The Independent Community Bankers of America (ICBA), a lobbying group representing small banks, wants to put the Kibosh on SoFi offering banking services in the US. As was recently reported, SoFi has applied for a Charter as it seeks to broaden its services to a far wider audience. The move by SoFi was not unexpected as the Fintech firm had acquired Zenbanx, a digital only bank, early in 2017.
According to a report in PYMNTS, Chris Cole, senior regulatory counsel at the ICBA, says SoFi is attempting to take advantage of a loophole to provide banking services. The ICBA is expected to submit a comment letter to the FDIC to try and block SoFi from gaining bank status. And why would the ICBA want to stop SoFi from receiving a banking charter? They don’t want the competition, of course.
Banks have struggled with a regulatory environment that has ladled rule upon regulation onto banks for decades. Compliance costs are eating up a growing amount of revenue and productivity. SoFi is a highly regulated entity as well but the streamlined Fintech is light on expensive bricks and mortar and is thus well positioned to compete effectively against traditional banks.

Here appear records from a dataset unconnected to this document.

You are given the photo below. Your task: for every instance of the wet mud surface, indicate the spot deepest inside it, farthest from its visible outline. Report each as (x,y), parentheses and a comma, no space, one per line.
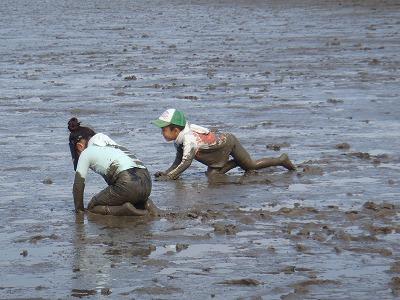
(318,80)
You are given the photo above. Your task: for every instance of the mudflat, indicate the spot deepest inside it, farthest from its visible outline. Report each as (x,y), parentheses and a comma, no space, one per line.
(318,80)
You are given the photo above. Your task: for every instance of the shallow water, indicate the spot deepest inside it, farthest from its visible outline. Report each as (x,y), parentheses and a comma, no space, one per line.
(312,74)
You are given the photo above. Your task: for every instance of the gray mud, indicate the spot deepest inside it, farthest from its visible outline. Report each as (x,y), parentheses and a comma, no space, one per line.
(316,79)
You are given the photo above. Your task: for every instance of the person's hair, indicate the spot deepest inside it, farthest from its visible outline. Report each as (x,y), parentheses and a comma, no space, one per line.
(173,126)
(77,132)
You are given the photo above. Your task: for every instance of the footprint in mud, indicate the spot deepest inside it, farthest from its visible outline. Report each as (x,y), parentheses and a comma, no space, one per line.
(243,281)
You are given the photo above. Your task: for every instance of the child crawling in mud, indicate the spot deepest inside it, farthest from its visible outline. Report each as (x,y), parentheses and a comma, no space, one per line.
(129,182)
(210,148)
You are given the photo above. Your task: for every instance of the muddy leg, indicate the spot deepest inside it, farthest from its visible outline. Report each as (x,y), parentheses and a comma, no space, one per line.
(127,209)
(152,208)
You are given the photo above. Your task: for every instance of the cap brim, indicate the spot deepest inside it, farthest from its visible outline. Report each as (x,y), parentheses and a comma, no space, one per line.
(160,123)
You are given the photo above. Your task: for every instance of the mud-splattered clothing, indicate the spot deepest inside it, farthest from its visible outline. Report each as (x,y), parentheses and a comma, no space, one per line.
(201,144)
(119,168)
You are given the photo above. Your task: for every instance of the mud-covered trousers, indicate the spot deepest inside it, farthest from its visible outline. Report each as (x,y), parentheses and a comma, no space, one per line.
(217,158)
(132,185)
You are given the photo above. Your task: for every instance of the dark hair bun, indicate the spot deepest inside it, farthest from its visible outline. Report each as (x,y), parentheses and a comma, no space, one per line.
(73,124)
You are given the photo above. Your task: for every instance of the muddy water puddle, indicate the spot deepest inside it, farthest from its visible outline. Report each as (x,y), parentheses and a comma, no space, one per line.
(317,80)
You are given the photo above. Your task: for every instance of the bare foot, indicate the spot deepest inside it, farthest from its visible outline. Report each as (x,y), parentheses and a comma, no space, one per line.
(133,211)
(286,162)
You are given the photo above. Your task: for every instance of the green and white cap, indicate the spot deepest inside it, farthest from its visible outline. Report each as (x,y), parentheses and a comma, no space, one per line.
(170,116)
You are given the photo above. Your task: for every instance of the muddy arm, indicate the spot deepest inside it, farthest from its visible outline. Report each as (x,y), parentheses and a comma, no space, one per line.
(177,161)
(78,188)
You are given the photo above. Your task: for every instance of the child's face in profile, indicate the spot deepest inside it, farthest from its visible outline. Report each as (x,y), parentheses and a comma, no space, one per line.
(170,134)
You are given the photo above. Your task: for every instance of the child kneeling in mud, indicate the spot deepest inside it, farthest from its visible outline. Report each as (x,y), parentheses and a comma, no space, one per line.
(129,182)
(210,148)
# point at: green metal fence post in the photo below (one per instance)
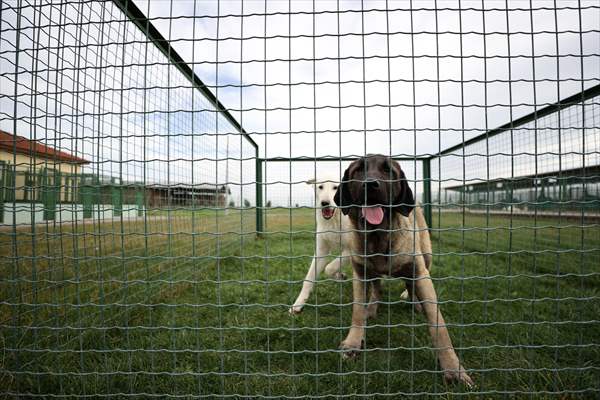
(427, 190)
(259, 202)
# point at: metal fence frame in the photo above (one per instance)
(426, 160)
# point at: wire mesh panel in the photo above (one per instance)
(166, 169)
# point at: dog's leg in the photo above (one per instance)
(409, 293)
(354, 340)
(453, 370)
(316, 267)
(374, 298)
(334, 268)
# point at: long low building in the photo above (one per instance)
(574, 189)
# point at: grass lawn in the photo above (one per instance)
(168, 306)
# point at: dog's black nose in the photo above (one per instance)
(372, 184)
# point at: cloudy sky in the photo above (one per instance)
(343, 78)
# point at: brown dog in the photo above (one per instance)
(390, 238)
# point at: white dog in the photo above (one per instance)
(333, 235)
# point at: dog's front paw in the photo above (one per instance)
(296, 309)
(458, 376)
(350, 348)
(340, 276)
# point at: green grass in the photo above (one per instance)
(168, 307)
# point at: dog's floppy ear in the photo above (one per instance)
(342, 197)
(404, 202)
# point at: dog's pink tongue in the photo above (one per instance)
(373, 215)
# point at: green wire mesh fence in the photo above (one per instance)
(156, 224)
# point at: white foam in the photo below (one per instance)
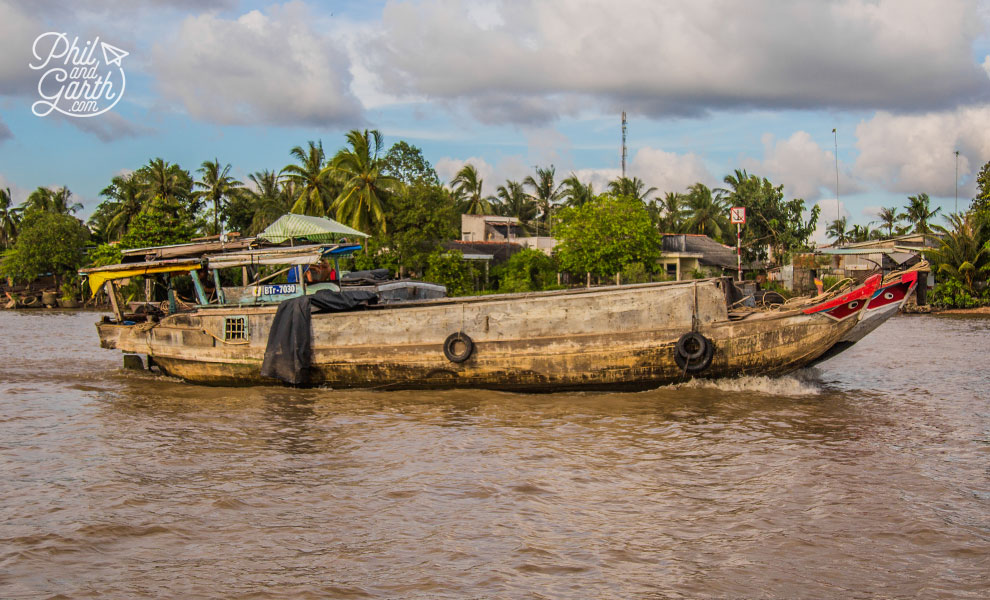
(802, 383)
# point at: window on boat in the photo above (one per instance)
(235, 328)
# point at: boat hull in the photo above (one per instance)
(623, 337)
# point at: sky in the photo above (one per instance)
(708, 87)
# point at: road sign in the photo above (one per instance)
(737, 215)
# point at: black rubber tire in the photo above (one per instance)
(688, 340)
(702, 362)
(463, 355)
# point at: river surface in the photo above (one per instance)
(866, 477)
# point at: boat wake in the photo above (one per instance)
(806, 382)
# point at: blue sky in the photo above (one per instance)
(708, 88)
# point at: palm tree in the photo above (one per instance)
(919, 213)
(216, 185)
(515, 203)
(359, 168)
(124, 192)
(545, 193)
(162, 179)
(889, 219)
(672, 212)
(632, 188)
(467, 189)
(963, 254)
(269, 201)
(837, 229)
(10, 218)
(312, 182)
(707, 212)
(55, 201)
(576, 193)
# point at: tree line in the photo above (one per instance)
(397, 196)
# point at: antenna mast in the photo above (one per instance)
(623, 144)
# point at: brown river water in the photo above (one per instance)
(866, 477)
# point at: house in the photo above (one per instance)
(496, 228)
(682, 254)
(859, 259)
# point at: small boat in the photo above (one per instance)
(408, 334)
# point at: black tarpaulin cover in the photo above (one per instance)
(290, 350)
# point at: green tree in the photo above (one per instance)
(545, 192)
(421, 217)
(981, 202)
(451, 270)
(407, 164)
(774, 227)
(10, 218)
(575, 193)
(889, 219)
(918, 212)
(837, 231)
(216, 186)
(49, 242)
(514, 202)
(633, 188)
(528, 270)
(162, 179)
(359, 168)
(963, 255)
(672, 212)
(467, 186)
(162, 223)
(606, 234)
(708, 213)
(56, 201)
(313, 183)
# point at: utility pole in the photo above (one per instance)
(957, 182)
(835, 137)
(623, 144)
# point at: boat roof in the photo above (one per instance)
(281, 255)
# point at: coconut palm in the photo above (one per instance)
(10, 218)
(576, 193)
(889, 219)
(359, 169)
(57, 201)
(217, 187)
(544, 192)
(467, 188)
(516, 203)
(162, 179)
(672, 212)
(124, 194)
(632, 188)
(919, 213)
(707, 212)
(314, 184)
(837, 229)
(962, 253)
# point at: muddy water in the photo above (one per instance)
(869, 476)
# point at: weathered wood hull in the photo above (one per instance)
(605, 338)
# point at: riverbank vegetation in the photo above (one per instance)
(396, 196)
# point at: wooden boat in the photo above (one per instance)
(618, 337)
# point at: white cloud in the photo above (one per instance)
(525, 61)
(916, 153)
(827, 215)
(273, 68)
(800, 164)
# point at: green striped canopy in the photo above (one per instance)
(317, 229)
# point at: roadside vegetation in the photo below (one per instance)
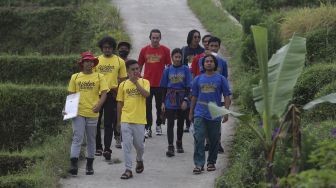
(40, 45)
(247, 166)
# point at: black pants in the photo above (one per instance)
(109, 109)
(180, 115)
(154, 92)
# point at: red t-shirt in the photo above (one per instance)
(194, 65)
(154, 60)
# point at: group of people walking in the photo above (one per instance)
(182, 83)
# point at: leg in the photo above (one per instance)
(213, 128)
(99, 145)
(199, 136)
(126, 131)
(108, 120)
(149, 116)
(78, 129)
(138, 140)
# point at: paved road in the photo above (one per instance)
(175, 20)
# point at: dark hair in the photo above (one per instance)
(176, 50)
(191, 35)
(130, 62)
(124, 43)
(214, 39)
(154, 31)
(213, 57)
(109, 40)
(205, 36)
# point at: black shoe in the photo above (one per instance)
(206, 147)
(179, 148)
(74, 166)
(220, 149)
(171, 151)
(107, 154)
(89, 166)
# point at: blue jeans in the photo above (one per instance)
(202, 127)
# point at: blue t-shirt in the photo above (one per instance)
(176, 80)
(209, 89)
(221, 68)
(188, 54)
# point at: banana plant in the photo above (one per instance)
(278, 78)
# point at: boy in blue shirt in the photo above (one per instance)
(207, 87)
(175, 84)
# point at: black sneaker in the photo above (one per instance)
(206, 147)
(107, 154)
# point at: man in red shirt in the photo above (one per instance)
(155, 57)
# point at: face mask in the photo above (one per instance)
(123, 53)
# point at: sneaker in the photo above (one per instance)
(158, 130)
(146, 133)
(220, 149)
(118, 143)
(107, 154)
(206, 147)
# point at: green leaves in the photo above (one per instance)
(331, 98)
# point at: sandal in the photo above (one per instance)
(197, 170)
(99, 152)
(126, 175)
(139, 167)
(211, 167)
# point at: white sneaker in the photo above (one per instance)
(158, 130)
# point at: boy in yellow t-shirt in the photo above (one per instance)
(131, 112)
(113, 68)
(89, 85)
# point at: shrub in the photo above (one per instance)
(321, 44)
(304, 20)
(312, 80)
(246, 161)
(38, 69)
(65, 30)
(323, 111)
(28, 113)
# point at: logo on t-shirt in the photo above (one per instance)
(176, 78)
(86, 85)
(153, 58)
(208, 88)
(105, 68)
(132, 92)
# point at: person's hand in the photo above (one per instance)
(191, 116)
(184, 105)
(96, 108)
(163, 107)
(225, 118)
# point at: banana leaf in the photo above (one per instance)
(284, 68)
(331, 98)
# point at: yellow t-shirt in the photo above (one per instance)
(113, 68)
(134, 110)
(89, 86)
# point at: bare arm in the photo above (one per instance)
(119, 108)
(142, 91)
(192, 107)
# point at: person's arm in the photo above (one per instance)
(120, 105)
(142, 90)
(100, 103)
(192, 107)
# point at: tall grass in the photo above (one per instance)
(303, 20)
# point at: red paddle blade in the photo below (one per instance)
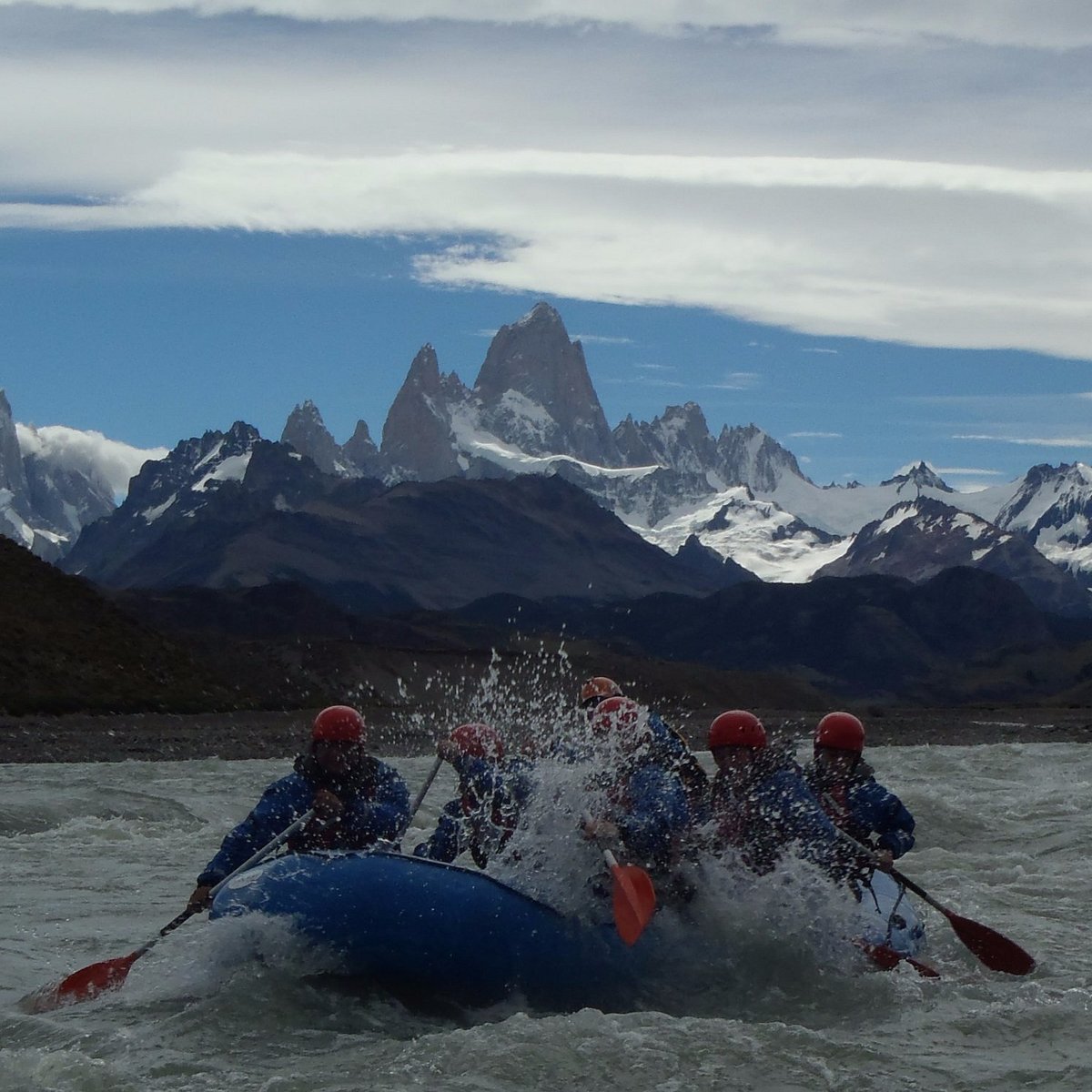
(888, 959)
(634, 901)
(996, 951)
(82, 986)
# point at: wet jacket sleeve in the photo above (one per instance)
(284, 802)
(385, 817)
(878, 811)
(445, 844)
(802, 819)
(656, 812)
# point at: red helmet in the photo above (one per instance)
(841, 732)
(612, 715)
(479, 741)
(596, 689)
(736, 729)
(339, 724)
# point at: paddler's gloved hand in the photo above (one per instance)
(884, 860)
(600, 829)
(448, 749)
(201, 898)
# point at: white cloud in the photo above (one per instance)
(1063, 25)
(922, 252)
(108, 461)
(737, 381)
(938, 194)
(1031, 441)
(602, 339)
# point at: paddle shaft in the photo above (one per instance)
(419, 800)
(110, 975)
(989, 947)
(255, 858)
(921, 893)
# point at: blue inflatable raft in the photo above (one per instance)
(435, 932)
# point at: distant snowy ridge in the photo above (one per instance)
(55, 480)
(533, 410)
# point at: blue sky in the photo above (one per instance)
(865, 228)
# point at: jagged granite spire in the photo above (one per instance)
(418, 434)
(749, 457)
(534, 392)
(307, 432)
(920, 476)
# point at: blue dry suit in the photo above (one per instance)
(671, 751)
(377, 807)
(773, 809)
(484, 814)
(648, 804)
(865, 809)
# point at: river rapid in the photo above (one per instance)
(96, 857)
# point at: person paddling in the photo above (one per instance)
(642, 804)
(760, 804)
(484, 814)
(665, 745)
(358, 800)
(847, 791)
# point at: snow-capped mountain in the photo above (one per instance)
(920, 539)
(55, 480)
(533, 410)
(1053, 509)
(741, 492)
(165, 496)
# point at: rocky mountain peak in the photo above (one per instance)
(678, 440)
(920, 476)
(12, 474)
(534, 391)
(419, 440)
(307, 432)
(747, 456)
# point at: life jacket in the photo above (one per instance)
(361, 784)
(834, 797)
(671, 751)
(743, 820)
(490, 816)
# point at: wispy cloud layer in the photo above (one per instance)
(1031, 441)
(1064, 25)
(801, 173)
(87, 452)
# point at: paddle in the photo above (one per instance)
(633, 898)
(885, 958)
(993, 949)
(419, 800)
(91, 981)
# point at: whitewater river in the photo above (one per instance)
(96, 857)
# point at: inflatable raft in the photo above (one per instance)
(435, 932)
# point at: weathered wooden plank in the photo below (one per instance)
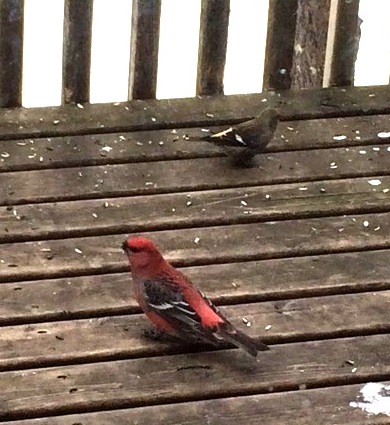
(215, 245)
(145, 31)
(105, 295)
(279, 51)
(204, 208)
(11, 52)
(346, 43)
(213, 34)
(189, 175)
(113, 338)
(56, 152)
(132, 383)
(76, 63)
(322, 406)
(310, 44)
(171, 113)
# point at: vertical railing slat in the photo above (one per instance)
(346, 43)
(76, 61)
(145, 33)
(213, 35)
(279, 50)
(11, 52)
(310, 44)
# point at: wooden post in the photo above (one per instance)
(279, 50)
(214, 23)
(346, 43)
(76, 63)
(11, 52)
(145, 32)
(310, 44)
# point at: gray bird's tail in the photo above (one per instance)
(241, 340)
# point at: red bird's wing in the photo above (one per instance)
(166, 299)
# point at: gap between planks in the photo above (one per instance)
(121, 337)
(225, 284)
(162, 380)
(301, 407)
(280, 239)
(76, 151)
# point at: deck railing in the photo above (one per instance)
(298, 42)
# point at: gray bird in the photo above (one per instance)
(250, 137)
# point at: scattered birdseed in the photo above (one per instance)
(374, 182)
(339, 137)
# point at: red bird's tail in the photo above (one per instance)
(239, 339)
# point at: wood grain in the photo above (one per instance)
(76, 61)
(202, 208)
(231, 283)
(103, 254)
(106, 181)
(213, 36)
(11, 52)
(302, 407)
(71, 151)
(145, 32)
(133, 383)
(113, 338)
(68, 120)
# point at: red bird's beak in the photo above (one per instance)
(125, 247)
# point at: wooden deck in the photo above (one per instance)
(299, 247)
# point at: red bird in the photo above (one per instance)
(174, 305)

Cole says, “We want these Fintech companies to be subject to the same kind of regulations as banks are.” Which is code for, we don’t want to compete with them at all or, at a minimum, if we slow down the process a bit, maybe we can buy some more time to change and adapt. Yep.
If the ICBA is effective who loses out? Well, the consumer of course. SoFi is well may be able to provide better services at a lower cost. The platform has already proven itself rather adept at refinancing student loans at a lower cost. In light of this fact, the FDIC will be hard pressed to protect one sector of finance (old banks) to the detriment of another (Fintech).